Health workers in Brighton and Hove have spent the past year reassessing how they deal with patients.

The treatment has been very effective. The length of time patients with chronic back pain have to wait for assessment has been cut from more than two years to three months.

Just 12 months ago, patients faced long waits for treatment for chronic back pain. They would be referred to a number of specialists who were not necessarily appropriate to their needs.

Nearly half the patients referred to the chronic back pain clinic at the Royal Sussex County Hospital in Brighton would fail to turn up for their first appointment and information on how they could cope with back pain in the interim was also inadequate.

Nationally, the government has invested in a series of educational initiatives to reform orthopaedic care and share good practice.

In Brighton and Hove, a group of local clinical staff and managers worked together to transform the back pain service: Urgent patients are now seen in a triage clinic at Hove Polyclinic within two weeks of seeing their GP.

They are assessed by physiotherapists who have received specialist training so they can ask for investigations such as MRI scanning, x-rays and blood tests which previously only a doctor was allowed to do.
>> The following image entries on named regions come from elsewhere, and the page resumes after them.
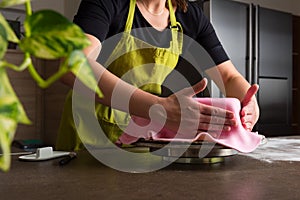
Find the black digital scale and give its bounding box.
[134,140,238,164]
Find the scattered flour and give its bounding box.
[240,138,300,163]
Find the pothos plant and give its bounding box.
[0,0,102,171]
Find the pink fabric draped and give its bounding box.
[117,98,262,153]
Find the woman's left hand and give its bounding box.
[240,84,259,131]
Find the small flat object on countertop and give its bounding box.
[19,147,71,161]
[117,98,264,153]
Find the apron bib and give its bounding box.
[56,0,183,150]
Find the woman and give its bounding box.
[57,0,259,150]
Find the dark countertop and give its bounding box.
[0,143,300,200]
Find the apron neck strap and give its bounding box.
[125,0,178,32]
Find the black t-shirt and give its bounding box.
[74,0,229,96]
[74,0,229,64]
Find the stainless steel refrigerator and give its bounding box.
[203,0,292,136]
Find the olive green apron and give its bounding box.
[56,0,183,150]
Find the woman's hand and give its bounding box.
[240,84,259,131]
[154,78,237,136]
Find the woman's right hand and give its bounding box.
[152,78,237,134]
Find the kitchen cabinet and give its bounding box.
[5,50,68,145]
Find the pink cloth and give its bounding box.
[117,98,262,153]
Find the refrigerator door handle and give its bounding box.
[245,4,253,84]
[252,5,259,84]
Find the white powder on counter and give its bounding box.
[240,138,300,163]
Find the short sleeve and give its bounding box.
[73,0,117,41]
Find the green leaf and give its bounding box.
[0,0,28,8]
[19,10,90,59]
[68,50,103,98]
[0,13,19,43]
[0,68,30,124]
[0,24,8,59]
[0,115,17,171]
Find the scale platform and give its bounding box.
[134,140,238,164]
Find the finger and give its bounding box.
[180,78,207,97]
[199,123,231,132]
[200,115,237,126]
[242,84,259,106]
[200,104,234,119]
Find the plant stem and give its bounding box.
[0,58,32,72]
[25,53,68,88]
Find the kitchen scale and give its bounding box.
[134,140,238,164]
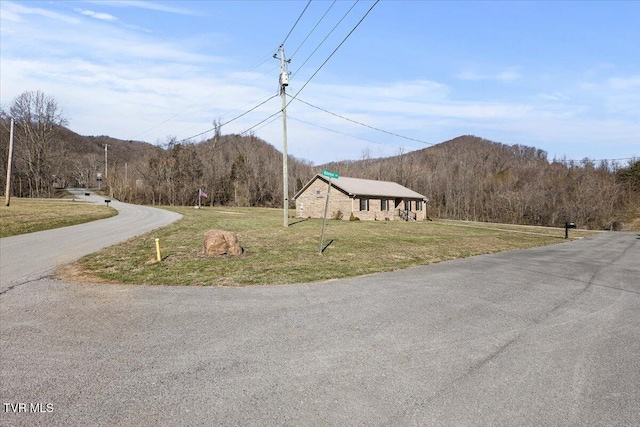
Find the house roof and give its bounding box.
[294,175,428,200]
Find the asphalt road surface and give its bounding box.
[0,202,640,426]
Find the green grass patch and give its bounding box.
[73,208,600,286]
[0,197,118,237]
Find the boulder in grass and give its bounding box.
[202,230,242,256]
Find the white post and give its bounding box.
[320,178,331,255]
[280,46,289,227]
[4,119,13,206]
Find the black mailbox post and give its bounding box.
[564,221,576,239]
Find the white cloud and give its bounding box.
[0,1,78,24]
[456,68,522,82]
[74,9,118,22]
[85,0,198,15]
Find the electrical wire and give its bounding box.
[291,0,360,79]
[287,115,402,148]
[131,49,275,139]
[178,94,280,142]
[280,0,311,46]
[289,0,338,59]
[296,94,436,145]
[284,0,380,108]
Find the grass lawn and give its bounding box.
[62,207,592,286]
[0,197,118,237]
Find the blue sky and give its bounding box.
[0,0,640,164]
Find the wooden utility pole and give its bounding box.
[280,45,290,227]
[4,119,13,206]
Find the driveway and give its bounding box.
[0,189,182,294]
[0,202,640,426]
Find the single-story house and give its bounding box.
[294,175,429,221]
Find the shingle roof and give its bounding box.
[294,175,427,200]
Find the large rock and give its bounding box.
[202,230,242,255]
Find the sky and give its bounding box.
[0,0,640,165]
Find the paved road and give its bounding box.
[0,189,181,293]
[0,212,640,426]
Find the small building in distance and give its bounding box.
[294,175,429,221]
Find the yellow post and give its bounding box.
[156,239,162,262]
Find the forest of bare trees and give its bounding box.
[330,136,640,229]
[0,92,640,229]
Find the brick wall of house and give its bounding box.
[296,179,426,221]
[296,179,352,219]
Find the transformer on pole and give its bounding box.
[273,45,291,227]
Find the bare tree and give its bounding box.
[4,90,68,197]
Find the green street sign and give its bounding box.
[322,169,340,179]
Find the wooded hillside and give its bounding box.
[0,116,640,229]
[328,136,640,229]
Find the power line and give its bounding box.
[235,0,380,141]
[289,0,340,59]
[284,0,380,108]
[280,0,311,45]
[291,0,360,78]
[287,115,401,148]
[296,94,435,145]
[132,49,273,139]
[178,94,279,142]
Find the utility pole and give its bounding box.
[273,45,291,227]
[4,119,13,206]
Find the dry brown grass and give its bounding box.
[0,197,118,237]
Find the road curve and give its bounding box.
[0,232,640,427]
[0,189,181,293]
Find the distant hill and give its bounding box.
[0,123,640,229]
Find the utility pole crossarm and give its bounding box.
[279,45,289,227]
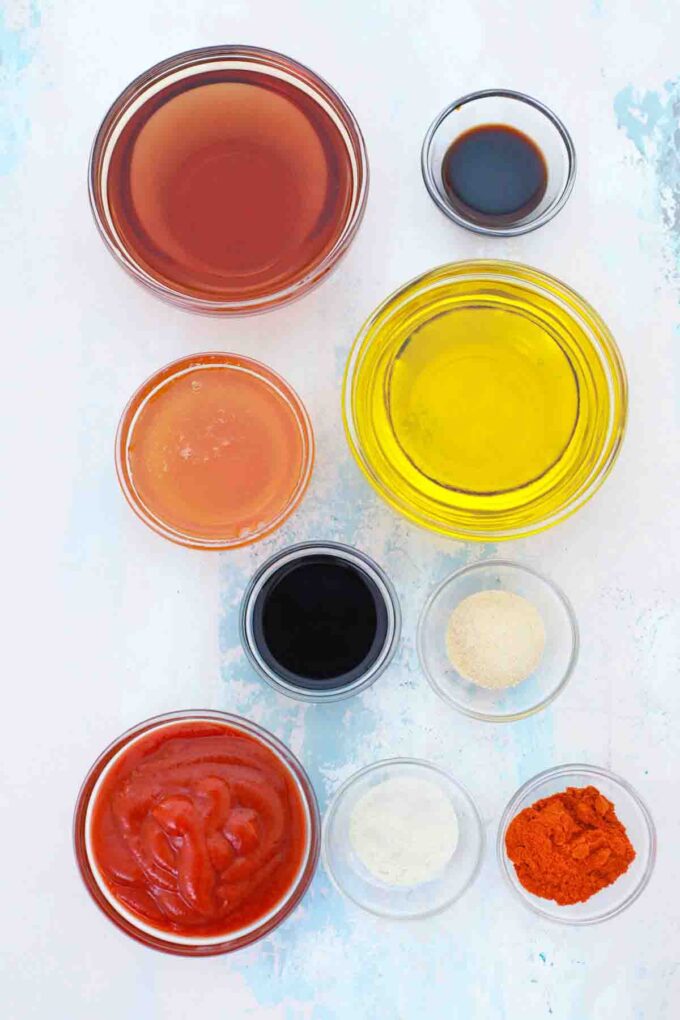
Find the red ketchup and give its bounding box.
[90,719,309,938]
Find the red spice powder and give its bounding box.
[506,786,635,906]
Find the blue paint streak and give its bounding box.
[0,0,40,174]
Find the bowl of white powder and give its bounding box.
[321,758,483,920]
[418,560,578,722]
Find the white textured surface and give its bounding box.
[0,0,680,1020]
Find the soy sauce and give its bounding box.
[253,554,387,691]
[441,124,547,226]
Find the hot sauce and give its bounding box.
[117,354,314,549]
[88,719,309,938]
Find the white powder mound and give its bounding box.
[350,778,458,885]
[447,590,545,689]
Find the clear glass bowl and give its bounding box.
[421,89,576,238]
[343,259,628,542]
[241,542,402,702]
[496,765,657,925]
[115,352,315,550]
[89,46,368,315]
[73,710,321,957]
[418,560,578,722]
[321,758,483,920]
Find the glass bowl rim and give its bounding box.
[71,709,321,957]
[420,89,577,238]
[321,757,485,921]
[239,539,402,705]
[416,557,580,723]
[495,762,657,927]
[114,351,316,551]
[88,43,370,315]
[341,258,628,543]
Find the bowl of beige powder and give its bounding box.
[418,560,578,722]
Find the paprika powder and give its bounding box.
[506,786,635,906]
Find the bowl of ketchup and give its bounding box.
[73,711,320,956]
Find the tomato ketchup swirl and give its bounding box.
[90,720,308,937]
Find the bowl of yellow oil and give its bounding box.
[343,260,628,542]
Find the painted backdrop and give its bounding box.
[0,0,680,1020]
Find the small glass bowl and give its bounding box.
[496,765,657,925]
[115,351,315,550]
[73,710,321,957]
[241,542,402,702]
[321,758,483,920]
[421,89,576,238]
[88,45,369,315]
[417,560,578,722]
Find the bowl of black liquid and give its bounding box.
[241,542,401,702]
[422,89,576,237]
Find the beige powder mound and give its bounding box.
[447,590,545,690]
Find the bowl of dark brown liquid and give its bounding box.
[90,46,368,314]
[422,90,576,237]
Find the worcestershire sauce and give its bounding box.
[441,124,547,226]
[253,555,387,691]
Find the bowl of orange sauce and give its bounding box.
[116,353,314,549]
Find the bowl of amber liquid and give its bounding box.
[343,260,627,542]
[89,46,368,314]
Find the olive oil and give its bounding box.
[386,306,578,495]
[345,260,626,541]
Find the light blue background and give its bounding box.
[0,0,680,1020]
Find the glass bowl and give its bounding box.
[115,352,314,550]
[421,89,576,238]
[343,260,628,542]
[89,46,368,315]
[73,710,321,957]
[418,560,578,722]
[241,542,402,702]
[496,765,657,925]
[321,758,483,920]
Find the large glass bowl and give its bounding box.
[89,45,368,315]
[343,260,627,542]
[73,711,321,957]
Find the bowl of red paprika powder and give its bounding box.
[498,765,657,925]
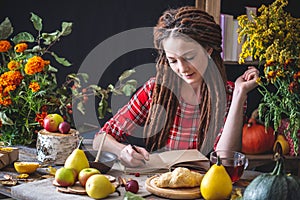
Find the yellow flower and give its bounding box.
[15,43,28,53]
[7,60,20,70]
[24,56,50,75]
[0,40,11,52]
[29,82,41,92]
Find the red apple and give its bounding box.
[44,114,64,132]
[125,179,139,194]
[58,122,71,134]
[78,167,101,187]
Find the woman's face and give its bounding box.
[163,37,208,88]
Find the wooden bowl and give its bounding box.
[84,150,117,174]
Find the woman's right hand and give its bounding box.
[119,145,149,167]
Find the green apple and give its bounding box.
[43,113,64,132]
[78,167,101,187]
[55,167,76,187]
[85,174,116,199]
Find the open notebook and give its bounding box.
[125,149,209,173]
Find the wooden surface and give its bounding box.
[145,176,201,199]
[0,147,299,200]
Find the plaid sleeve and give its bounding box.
[96,78,155,141]
[214,81,247,149]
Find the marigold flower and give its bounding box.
[29,82,41,92]
[7,60,20,70]
[255,77,262,85]
[35,112,48,126]
[293,71,300,81]
[0,97,12,106]
[0,71,23,87]
[24,56,50,75]
[266,71,276,82]
[15,43,28,53]
[266,60,275,66]
[0,40,11,52]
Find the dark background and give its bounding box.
[0,0,300,130]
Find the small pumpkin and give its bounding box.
[243,156,300,200]
[242,110,275,154]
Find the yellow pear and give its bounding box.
[200,157,232,199]
[85,174,116,199]
[64,148,90,174]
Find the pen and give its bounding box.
[130,144,139,153]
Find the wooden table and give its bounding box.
[0,146,300,200]
[0,147,260,200]
[246,154,300,176]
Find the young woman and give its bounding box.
[93,6,258,167]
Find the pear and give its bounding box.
[64,148,90,174]
[200,156,232,200]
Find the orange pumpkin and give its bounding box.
[242,118,275,154]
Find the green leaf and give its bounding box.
[51,52,72,67]
[77,102,85,115]
[42,30,60,45]
[122,84,136,96]
[77,73,89,83]
[119,69,135,81]
[0,17,14,40]
[0,112,14,125]
[30,12,43,31]
[11,32,34,44]
[48,65,58,73]
[61,22,73,36]
[98,98,108,119]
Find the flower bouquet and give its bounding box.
[238,0,300,155]
[0,13,136,145]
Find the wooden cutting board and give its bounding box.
[145,176,201,199]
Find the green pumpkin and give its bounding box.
[243,157,300,200]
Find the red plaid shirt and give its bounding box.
[100,78,246,150]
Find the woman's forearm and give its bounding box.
[93,134,125,157]
[216,90,247,151]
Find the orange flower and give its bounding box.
[266,71,276,82]
[265,60,275,66]
[0,71,23,86]
[0,97,12,106]
[35,112,48,126]
[0,40,11,52]
[24,56,50,75]
[15,43,28,53]
[29,82,41,92]
[293,71,300,81]
[7,60,20,70]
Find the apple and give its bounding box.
[44,114,64,132]
[58,122,71,134]
[85,174,116,199]
[125,179,139,194]
[55,167,76,187]
[78,167,101,187]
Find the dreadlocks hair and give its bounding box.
[143,6,227,152]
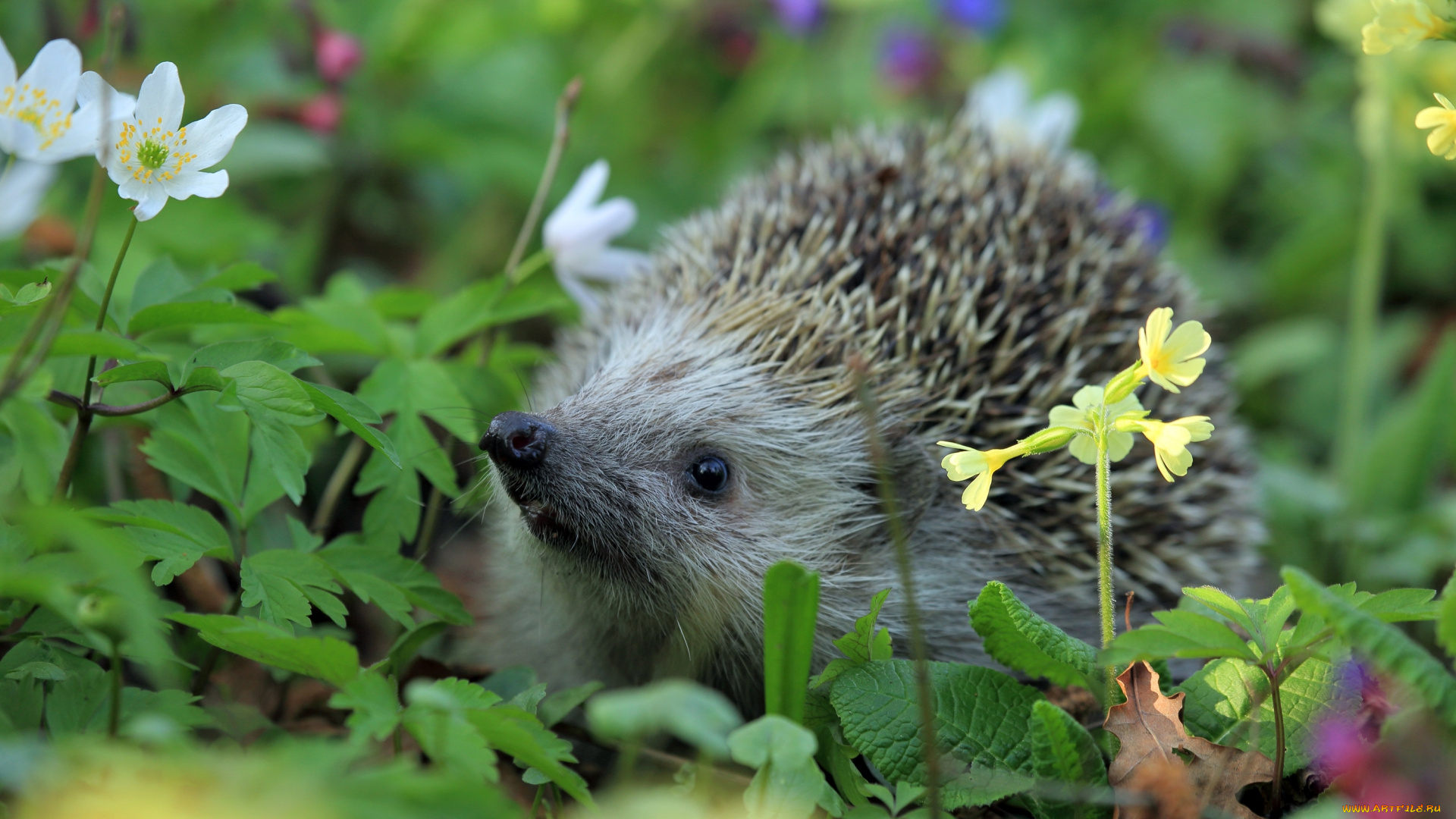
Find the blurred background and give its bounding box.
[0,0,1456,587]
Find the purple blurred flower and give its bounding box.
[940,0,1006,33]
[769,0,824,35]
[880,27,940,93]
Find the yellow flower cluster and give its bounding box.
[937,307,1213,510]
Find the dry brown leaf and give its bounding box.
[1102,661,1274,819]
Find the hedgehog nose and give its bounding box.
[481,413,556,469]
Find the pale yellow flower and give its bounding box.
[1116,414,1213,484]
[1415,93,1456,158]
[1138,307,1213,392]
[1360,0,1451,54]
[1046,384,1143,463]
[937,440,1027,512]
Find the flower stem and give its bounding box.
[1334,57,1391,498]
[850,360,942,819]
[55,214,139,500]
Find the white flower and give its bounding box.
[0,158,55,239]
[541,158,648,313]
[0,39,136,163]
[965,68,1079,150]
[98,63,247,221]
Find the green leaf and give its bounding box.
[1175,650,1360,774]
[830,661,1043,784]
[810,588,894,688]
[763,561,818,723]
[127,302,274,337]
[728,714,845,819]
[536,682,604,727]
[202,262,278,293]
[92,362,172,389]
[168,612,359,688]
[1029,699,1111,819]
[242,549,347,628]
[1436,573,1456,657]
[188,338,322,373]
[299,381,400,469]
[587,679,742,759]
[329,672,405,742]
[51,329,150,360]
[466,705,594,808]
[1280,567,1456,724]
[971,580,1102,694]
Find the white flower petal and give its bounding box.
[546,196,636,251]
[541,158,611,245]
[0,158,55,239]
[16,39,82,114]
[122,184,168,221]
[0,38,14,90]
[136,63,185,133]
[560,248,651,281]
[160,169,228,199]
[185,105,247,168]
[1027,93,1081,150]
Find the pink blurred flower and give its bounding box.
[299,90,344,136]
[313,29,364,83]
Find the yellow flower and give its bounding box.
[1138,307,1213,392]
[1046,384,1146,463]
[1360,0,1451,54]
[1116,414,1213,484]
[1415,93,1456,158]
[937,440,1027,512]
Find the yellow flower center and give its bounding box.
[0,84,71,149]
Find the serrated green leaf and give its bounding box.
[971,580,1102,692]
[763,561,818,723]
[1280,567,1456,724]
[810,588,894,688]
[168,612,359,688]
[466,705,595,808]
[92,362,172,389]
[1175,650,1360,774]
[830,661,1043,784]
[329,672,405,742]
[587,679,742,759]
[127,302,274,337]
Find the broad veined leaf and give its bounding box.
[1280,567,1456,724]
[127,302,274,337]
[92,362,172,389]
[971,580,1101,692]
[830,661,1043,784]
[168,612,359,688]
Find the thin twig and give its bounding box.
[849,357,940,819]
[505,77,581,283]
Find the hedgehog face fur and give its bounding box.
[469,110,1260,714]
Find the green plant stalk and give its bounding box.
[0,165,106,403]
[1334,57,1391,498]
[106,639,121,739]
[55,214,139,500]
[850,370,942,819]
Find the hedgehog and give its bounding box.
[469,102,1261,716]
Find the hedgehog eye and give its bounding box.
[687,455,728,493]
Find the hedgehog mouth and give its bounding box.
[517,500,573,547]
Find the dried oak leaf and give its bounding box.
[1102,661,1274,819]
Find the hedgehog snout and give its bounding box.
[481,413,556,469]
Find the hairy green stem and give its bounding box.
[106,639,122,739]
[850,363,942,819]
[55,214,140,500]
[1334,57,1391,498]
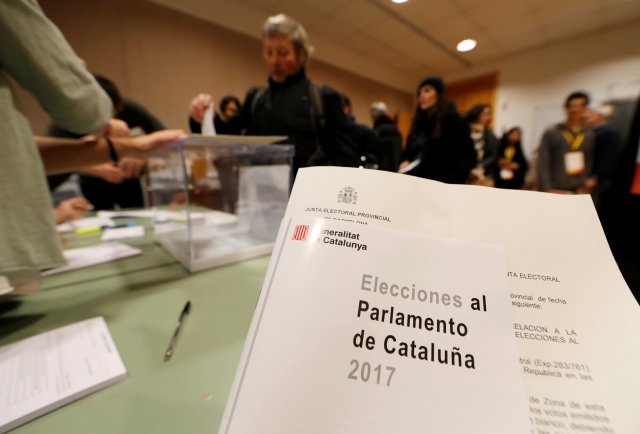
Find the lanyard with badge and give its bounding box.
[500,146,516,181]
[562,128,585,175]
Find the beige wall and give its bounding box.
[21,0,413,133]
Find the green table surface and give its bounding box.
[0,222,269,434]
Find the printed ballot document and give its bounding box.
[0,317,127,433]
[286,167,640,434]
[219,219,531,434]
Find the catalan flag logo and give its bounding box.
[293,225,309,241]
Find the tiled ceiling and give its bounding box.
[150,0,640,90]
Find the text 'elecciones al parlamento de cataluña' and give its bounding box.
[357,274,475,369]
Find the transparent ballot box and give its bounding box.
[148,135,294,271]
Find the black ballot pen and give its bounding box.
[164,301,191,362]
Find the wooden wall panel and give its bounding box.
[20,0,412,132]
[446,73,498,120]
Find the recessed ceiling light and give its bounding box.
[456,39,477,53]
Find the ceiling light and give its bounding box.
[456,39,477,53]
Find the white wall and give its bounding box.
[446,21,640,155]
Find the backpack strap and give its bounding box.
[251,87,267,117]
[309,81,326,128]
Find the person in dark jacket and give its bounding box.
[493,127,529,190]
[369,101,402,172]
[340,94,382,169]
[189,14,359,175]
[466,104,498,186]
[47,74,165,210]
[400,77,476,184]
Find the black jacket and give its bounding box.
[373,116,402,172]
[404,105,477,184]
[191,70,359,174]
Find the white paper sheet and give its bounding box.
[102,226,144,241]
[219,219,530,434]
[0,317,127,433]
[42,241,142,276]
[286,168,640,434]
[202,103,216,136]
[58,216,116,232]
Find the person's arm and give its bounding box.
[53,196,93,225]
[536,130,551,191]
[308,86,360,167]
[442,113,478,184]
[0,0,113,134]
[35,130,186,174]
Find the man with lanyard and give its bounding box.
[538,92,597,194]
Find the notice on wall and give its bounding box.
[286,167,640,434]
[219,218,531,434]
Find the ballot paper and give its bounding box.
[202,103,216,136]
[219,219,531,434]
[286,167,640,434]
[57,216,116,232]
[41,241,142,276]
[0,317,127,433]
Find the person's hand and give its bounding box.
[81,163,126,184]
[129,130,187,153]
[89,118,129,142]
[580,178,598,194]
[108,119,129,137]
[53,196,93,224]
[118,157,147,179]
[189,93,213,123]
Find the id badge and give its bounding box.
[564,151,585,175]
[500,169,513,181]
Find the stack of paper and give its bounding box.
[0,317,127,433]
[219,168,640,434]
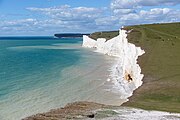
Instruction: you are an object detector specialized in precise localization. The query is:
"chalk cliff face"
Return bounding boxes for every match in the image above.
[82,30,145,99]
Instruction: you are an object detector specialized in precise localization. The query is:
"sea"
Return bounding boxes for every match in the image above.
[0,36,119,120]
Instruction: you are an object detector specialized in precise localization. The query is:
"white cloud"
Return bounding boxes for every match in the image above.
[27,5,102,21]
[120,8,180,24]
[111,0,180,10]
[0,0,180,35]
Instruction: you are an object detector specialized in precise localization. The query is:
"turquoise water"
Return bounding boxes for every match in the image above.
[0,37,122,120]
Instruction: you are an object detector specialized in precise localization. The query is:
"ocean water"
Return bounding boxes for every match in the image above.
[0,37,119,120]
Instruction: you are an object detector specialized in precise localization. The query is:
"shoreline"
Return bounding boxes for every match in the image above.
[82,29,145,104]
[23,22,180,120]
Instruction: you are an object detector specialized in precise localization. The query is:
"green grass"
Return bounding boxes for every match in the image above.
[90,23,180,113]
[124,23,180,112]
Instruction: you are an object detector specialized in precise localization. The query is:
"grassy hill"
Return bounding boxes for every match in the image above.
[90,23,180,112]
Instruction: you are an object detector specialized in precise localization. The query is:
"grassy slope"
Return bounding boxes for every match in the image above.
[124,23,180,112]
[90,23,180,112]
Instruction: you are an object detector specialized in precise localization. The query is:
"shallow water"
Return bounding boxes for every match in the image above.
[0,37,120,120]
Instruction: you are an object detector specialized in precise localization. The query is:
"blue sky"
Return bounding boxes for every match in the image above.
[0,0,180,36]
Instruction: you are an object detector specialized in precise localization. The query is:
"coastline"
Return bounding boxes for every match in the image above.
[23,22,180,120]
[82,29,145,102]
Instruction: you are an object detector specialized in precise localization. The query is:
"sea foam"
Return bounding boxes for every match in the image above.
[82,29,145,100]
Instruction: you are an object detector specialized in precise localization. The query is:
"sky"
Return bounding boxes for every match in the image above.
[0,0,180,36]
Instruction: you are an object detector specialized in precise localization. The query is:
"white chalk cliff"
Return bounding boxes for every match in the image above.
[82,29,145,99]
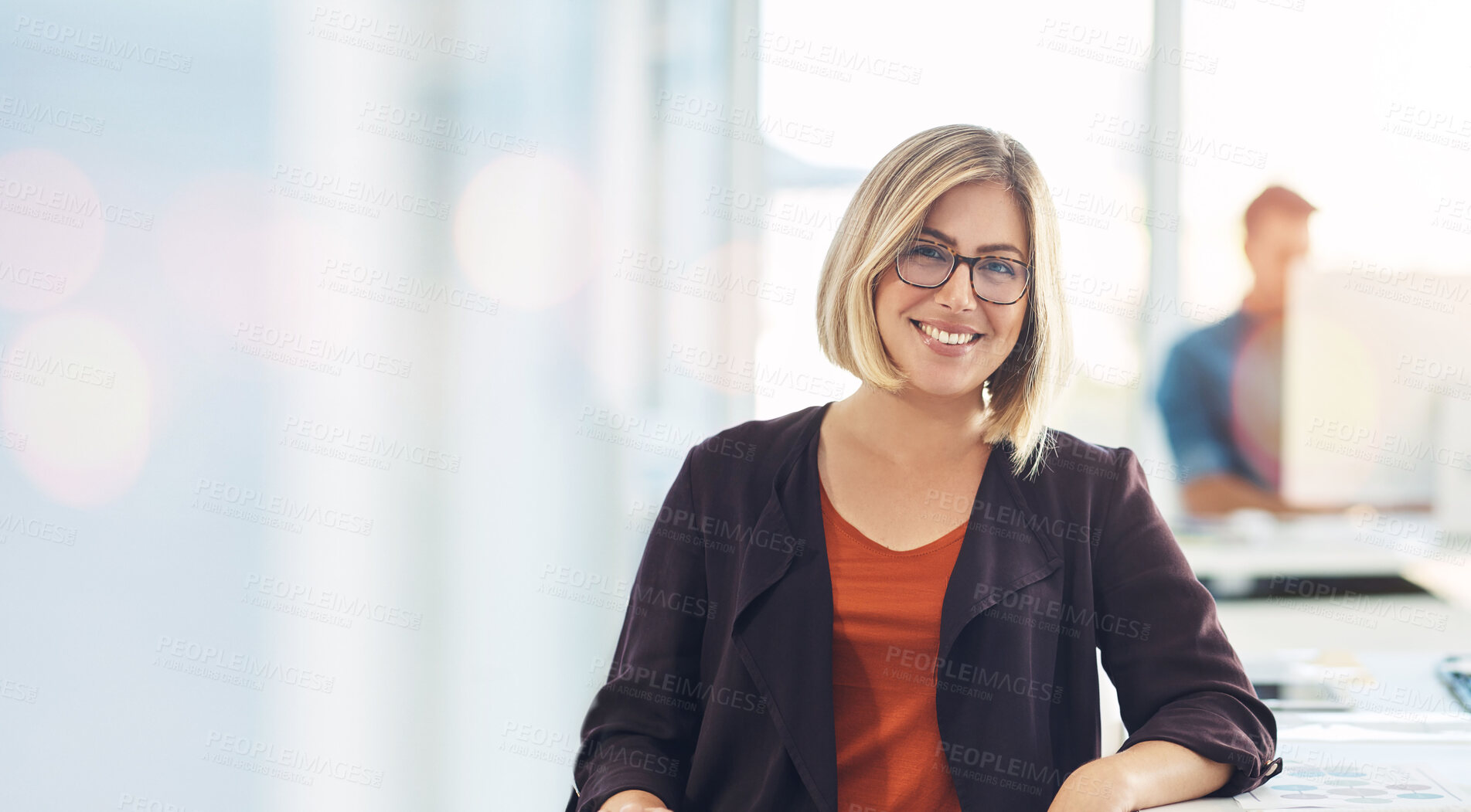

As a result, waiting times have been reduced from 27 months to three months, which means patients are now more likely to attend.

Now, less than one in five miss the first appointment. GPs have a new information leaflet to give to patients which sets out ways to cope with their condition.

Patients can also be referred to new physiotherapy classes which teach pain management. Treatments are based on the latest clinical evidence.

The reforms were led by Brighton and Hove City Primary Care Trust (PCT) and were brought about without any additional costs to the NHS locally.

Chris Mercer, a physiotherapist who helped co-ordinate the work, said: "It is vital patients with back pain get rapid treatment. They need to be seen in the right place, at the right time and by the right people.

"Evidence shows 50 per cent of people who stop work for more than six months because of back pain, will never return to work again and after 12 months, that rises to 98 per cent.

"Clearly, there are massive social and personal costs as a result of back pain so getting it right is crucial."

Steve Matthews, 44, from Brighton, waited for more than two years for treatment before the new system was in place.

He was among the first to experience the new physiotherapy exercise classes, which help patients overcome the impact of suffering from back pain for a long period.

He said: "The outcome of doing the course was very positive. I went twice a week for four weeks.

"Each time was for an hour where we would do set exercises for ten minutes each - things like sitting on a chair, crossing your arms and standing up. For most people who go to the classes, to do ten minutes of exercise is a major achievement.

"It helps you find out how to manage your back pain. It gives you confidence. There was a time when I couldn't even stand up. When things are so bad for so long, you get out of the belief you can do simple things. You get into a mindset."

"Working within a group also helped. If you are on your own, you can be less likely to get on with the exercises but if you are working with other people, there is more of a pressure to carry on. It helped a great deal."

Eight out of ten people will suffer from back pain in some form during their life.

At any one time, about a quarter of people will have lower back pain, most of which will settle on its own without treatment.

Nine out of ten people who have back pain will feel better in about six weeks.

People who are fitter tend to recover more quickly. It is best to keep active when you have back pain.

Studies show prolonged rest is not helpful and may cause more problems. Sufferers should not take to their bed for more than two days.